When restrictions were first imposed I restricted my horizons to a narrow strip containing the Olympic Park. By May I still hadn't ventured more than two miles from home inside a rectangle two and a half miles long and one mile wide. By July I'd extended my reach to three miles from home inside a rectangle five miles deep and three and a half miles wide. By late summer I was still keeping within the three mile limit but now treating it more like a circle than a rectangle. During the autumn I nudged up to four miles, in places, and during the winter I've been filling in the gaps. It now looks like this.
It's like a big circle but with the Thames chopping off the bottom part, and the radius of that circle is pretty much exactly four miles. This is a distance that I can comfortably walk, there and back, in three or so hours. The boundary bulges out as far as five miles to the west, because I've made it to the West End a few times, but mostly we're talking four. Peripheral locations include Islington, Stoke Newington, Walthamstow and Wanstead. That annoyingly large indentation on the northeast edge is the City of London Cemetery which only has one unlocked gate.
I'm aware there's nothing stopping me going further, indeed this isn't meant to be a saintliness competition. Travel for exercise has never been legally restricted, and for much of the last year use of public transport has been entirely acceptable. But I haven't needed to go anywhere, so have chosen not to, and have instead focused on exploring the area within walking distance of home.

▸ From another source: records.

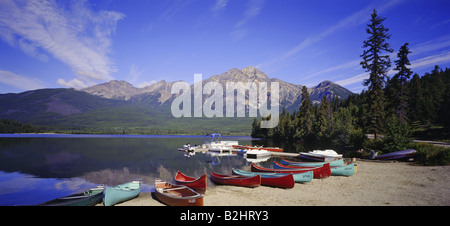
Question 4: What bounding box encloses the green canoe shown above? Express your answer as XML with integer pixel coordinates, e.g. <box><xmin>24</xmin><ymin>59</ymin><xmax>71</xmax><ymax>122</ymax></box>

<box><xmin>39</xmin><ymin>185</ymin><xmax>103</xmax><ymax>206</ymax></box>
<box><xmin>103</xmin><ymin>181</ymin><xmax>141</xmax><ymax>206</ymax></box>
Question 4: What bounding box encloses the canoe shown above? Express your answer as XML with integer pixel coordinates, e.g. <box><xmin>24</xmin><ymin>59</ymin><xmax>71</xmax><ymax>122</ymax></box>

<box><xmin>233</xmin><ymin>145</ymin><xmax>283</xmax><ymax>152</ymax></box>
<box><xmin>232</xmin><ymin>169</ymin><xmax>313</xmax><ymax>188</ymax></box>
<box><xmin>175</xmin><ymin>171</ymin><xmax>207</xmax><ymax>194</ymax></box>
<box><xmin>300</xmin><ymin>150</ymin><xmax>342</xmax><ymax>162</ymax></box>
<box><xmin>155</xmin><ymin>179</ymin><xmax>204</xmax><ymax>206</ymax></box>
<box><xmin>371</xmin><ymin>149</ymin><xmax>416</xmax><ymax>160</ymax></box>
<box><xmin>103</xmin><ymin>181</ymin><xmax>141</xmax><ymax>206</ymax></box>
<box><xmin>251</xmin><ymin>163</ymin><xmax>331</xmax><ymax>179</ymax></box>
<box><xmin>273</xmin><ymin>162</ymin><xmax>355</xmax><ymax>176</ymax></box>
<box><xmin>280</xmin><ymin>158</ymin><xmax>345</xmax><ymax>167</ymax></box>
<box><xmin>211</xmin><ymin>171</ymin><xmax>261</xmax><ymax>188</ymax></box>
<box><xmin>39</xmin><ymin>185</ymin><xmax>103</xmax><ymax>206</ymax></box>
<box><xmin>233</xmin><ymin>169</ymin><xmax>313</xmax><ymax>185</ymax></box>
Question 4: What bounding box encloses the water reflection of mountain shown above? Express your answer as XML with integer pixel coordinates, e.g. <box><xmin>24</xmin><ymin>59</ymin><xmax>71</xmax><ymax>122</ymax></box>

<box><xmin>0</xmin><ymin>137</ymin><xmax>251</xmax><ymax>185</ymax></box>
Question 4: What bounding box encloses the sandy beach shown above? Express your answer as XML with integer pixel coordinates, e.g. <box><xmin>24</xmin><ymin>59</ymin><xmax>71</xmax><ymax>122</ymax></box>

<box><xmin>112</xmin><ymin>160</ymin><xmax>450</xmax><ymax>206</ymax></box>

My current lockdown boundary in fact covers 37 square miles and is home to at least a million people. It's only 6% of the area of Greater London but it does contain a lot of the more interesting bits. It's not a bad place to have been confined, as evidenced by the fact I've walked over 3000 miles since last March while exploring it.
I'd also like to praise my accidental strategy of starting the year within a very small area and gradually broadening out. Had I taken on the whole 37 square miles from day 1 I'd be bored by now, but instead I've always had a boundary to push, a new frontier to explore, which has helped keep things interesting. Last summer Dalston and Forest Gate seemed impossibly exotic but now they're commonplace and my eye's on Holloway and South Woodford instead. I might even try pushing on to Barking, Tottenham Hale and King's Cross, just to be able to bring you somewhere new.